Article VII – Conflict of Interest

Directors and Officers Members of this Chapter must conduct their personal affairs in such a manner as to avoid any possible conflict of interest with their duties and responsibilities as directors and officers of CHAPTER NAME.  Occasions may arise when a Director or Officer has a financial interest in a contract or transaction upon which action is taken or withheld by the Board.  It is the policy of AFSP that:

  • (a) Any material facts as to such financial interest shall be disclosed by such Director or Officer.  Such disclosure shall be disclosed when the matter comes up for action by the Board.
  • (b) The Director or Officer having such financial interest on any matter shall not vote or use any personal influence in regard to that matter (except that the member may state a position on the matter and respond to questions about it); however, such member or officer may be counted in determining the quorum for the meeting at which the matter is voted upon. The minutes of the meeting shall reflect that the disclosure was made and the abstention from voting.

ARTICLE VIII – Miscellaneous

  • Section 1Notices. Whenever the law or these Operating Procedures require notice to be given to any director, officer or member, such notice shall be given in writing by mail or email, addressed to such director, officer or member at such address as appears on the books of the Chapter. Any director, officer or member may waive any notice required to be given by law or by these Operating Procedures for Chapters.
  • Section 2Logos. Emblems. and Materials. No chapter shall use any logo, insignia, emblem or written materials other than those adopted by AFSP without the written approval of AFSP. 

ARTICLE IX – Amendments 

These Operating Procedures for Chapters or any of them may be altered, amended or repealed by and only by AFSP National.

ARTICLE X - Parliamentary Procedure

The Modern Rules of Order shall govern Chapter meetings.

ARTICLE XI - Pluralism and Diversity

The American Foundation for Suicide Prevention is an equal opportunity organization.
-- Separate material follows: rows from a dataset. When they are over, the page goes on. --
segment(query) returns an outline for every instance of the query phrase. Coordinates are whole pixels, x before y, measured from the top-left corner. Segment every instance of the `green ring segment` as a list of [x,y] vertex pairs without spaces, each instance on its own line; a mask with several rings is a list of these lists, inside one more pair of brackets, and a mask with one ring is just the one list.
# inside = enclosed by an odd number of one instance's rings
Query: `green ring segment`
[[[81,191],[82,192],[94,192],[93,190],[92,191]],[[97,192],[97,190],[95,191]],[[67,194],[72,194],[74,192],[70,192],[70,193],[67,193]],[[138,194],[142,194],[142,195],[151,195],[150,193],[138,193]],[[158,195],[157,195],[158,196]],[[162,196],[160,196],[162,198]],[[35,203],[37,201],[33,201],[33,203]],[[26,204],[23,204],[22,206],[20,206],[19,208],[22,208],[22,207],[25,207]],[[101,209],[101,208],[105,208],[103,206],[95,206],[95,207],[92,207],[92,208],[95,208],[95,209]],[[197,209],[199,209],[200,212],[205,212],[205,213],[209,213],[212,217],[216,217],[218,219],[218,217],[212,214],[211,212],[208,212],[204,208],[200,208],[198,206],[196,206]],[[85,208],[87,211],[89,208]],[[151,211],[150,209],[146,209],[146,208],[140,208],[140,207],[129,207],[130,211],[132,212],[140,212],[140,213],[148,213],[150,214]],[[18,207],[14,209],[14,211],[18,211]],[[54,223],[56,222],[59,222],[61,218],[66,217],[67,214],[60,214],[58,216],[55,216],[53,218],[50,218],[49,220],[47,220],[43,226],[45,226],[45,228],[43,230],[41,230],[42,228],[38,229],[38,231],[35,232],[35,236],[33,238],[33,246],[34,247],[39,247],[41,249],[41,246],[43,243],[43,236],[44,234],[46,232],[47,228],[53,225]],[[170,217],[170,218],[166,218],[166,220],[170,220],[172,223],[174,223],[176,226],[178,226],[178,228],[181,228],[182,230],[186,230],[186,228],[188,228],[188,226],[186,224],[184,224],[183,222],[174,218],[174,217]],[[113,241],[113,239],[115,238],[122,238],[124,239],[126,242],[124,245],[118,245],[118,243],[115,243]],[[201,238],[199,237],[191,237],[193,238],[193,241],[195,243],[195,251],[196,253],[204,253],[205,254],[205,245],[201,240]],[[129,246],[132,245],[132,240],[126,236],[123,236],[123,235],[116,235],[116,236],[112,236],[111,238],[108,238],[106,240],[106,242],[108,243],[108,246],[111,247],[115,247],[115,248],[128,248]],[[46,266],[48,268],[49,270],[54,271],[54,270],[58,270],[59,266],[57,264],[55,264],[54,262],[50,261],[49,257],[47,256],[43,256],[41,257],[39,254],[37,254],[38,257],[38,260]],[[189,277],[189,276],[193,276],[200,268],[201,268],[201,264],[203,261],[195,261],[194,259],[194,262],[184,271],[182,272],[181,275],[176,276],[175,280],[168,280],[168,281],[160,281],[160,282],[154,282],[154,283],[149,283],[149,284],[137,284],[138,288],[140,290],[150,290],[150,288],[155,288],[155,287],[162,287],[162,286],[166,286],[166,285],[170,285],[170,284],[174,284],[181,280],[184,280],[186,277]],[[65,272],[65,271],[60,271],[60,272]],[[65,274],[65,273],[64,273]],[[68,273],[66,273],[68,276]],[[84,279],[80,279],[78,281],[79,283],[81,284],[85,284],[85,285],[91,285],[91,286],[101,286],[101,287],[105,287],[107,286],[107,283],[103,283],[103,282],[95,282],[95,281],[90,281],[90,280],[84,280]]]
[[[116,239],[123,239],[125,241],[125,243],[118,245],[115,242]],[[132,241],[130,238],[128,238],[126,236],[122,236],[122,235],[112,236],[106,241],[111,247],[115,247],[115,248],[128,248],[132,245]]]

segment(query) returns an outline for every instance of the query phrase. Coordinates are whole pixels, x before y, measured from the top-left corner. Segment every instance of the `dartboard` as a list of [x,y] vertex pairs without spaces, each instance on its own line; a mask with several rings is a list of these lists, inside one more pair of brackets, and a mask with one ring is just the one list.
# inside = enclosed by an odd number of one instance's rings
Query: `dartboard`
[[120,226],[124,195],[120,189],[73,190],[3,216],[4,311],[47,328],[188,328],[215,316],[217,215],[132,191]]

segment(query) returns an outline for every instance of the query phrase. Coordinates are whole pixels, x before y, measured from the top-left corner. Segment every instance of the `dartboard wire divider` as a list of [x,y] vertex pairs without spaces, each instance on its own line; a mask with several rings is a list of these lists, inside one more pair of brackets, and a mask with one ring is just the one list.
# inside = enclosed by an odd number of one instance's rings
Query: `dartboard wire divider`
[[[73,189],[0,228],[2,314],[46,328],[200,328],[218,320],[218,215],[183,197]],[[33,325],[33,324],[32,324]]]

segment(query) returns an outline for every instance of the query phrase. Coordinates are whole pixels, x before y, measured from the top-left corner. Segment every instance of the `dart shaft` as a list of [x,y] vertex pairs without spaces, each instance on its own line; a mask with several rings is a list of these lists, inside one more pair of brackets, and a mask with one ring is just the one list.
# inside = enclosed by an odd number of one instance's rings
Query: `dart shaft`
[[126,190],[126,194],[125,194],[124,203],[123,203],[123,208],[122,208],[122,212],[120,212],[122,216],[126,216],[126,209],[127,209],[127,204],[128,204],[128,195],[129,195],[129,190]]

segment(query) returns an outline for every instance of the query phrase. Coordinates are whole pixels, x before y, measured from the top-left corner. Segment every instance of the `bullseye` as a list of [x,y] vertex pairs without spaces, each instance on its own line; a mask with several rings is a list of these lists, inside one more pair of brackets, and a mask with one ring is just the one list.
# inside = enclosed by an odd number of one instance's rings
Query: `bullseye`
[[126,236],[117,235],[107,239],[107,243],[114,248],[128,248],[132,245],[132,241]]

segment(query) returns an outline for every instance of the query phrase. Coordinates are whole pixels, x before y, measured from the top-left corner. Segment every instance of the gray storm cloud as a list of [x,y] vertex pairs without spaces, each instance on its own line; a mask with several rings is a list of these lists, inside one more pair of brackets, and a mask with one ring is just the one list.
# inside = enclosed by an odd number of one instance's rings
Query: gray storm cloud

It is AFSP policy to recruit members and volunteers, appoint officers, including the Board of Directors and members of the Executive and all other committees without regard to race, color, creed, national origin, age, sex, sexual orientation, physical or mental disability.

AFSP will not tolerate verbal, visual or physical harassment or intimidation of any kind, of, or by, any member, volunteer, or officer.

ARTICLE XII – Indemnification

The Foundation shall indemnify its Directors, Officers, employees and agents to the full extent permitted under the provisions of the Delaware General Corporation Law.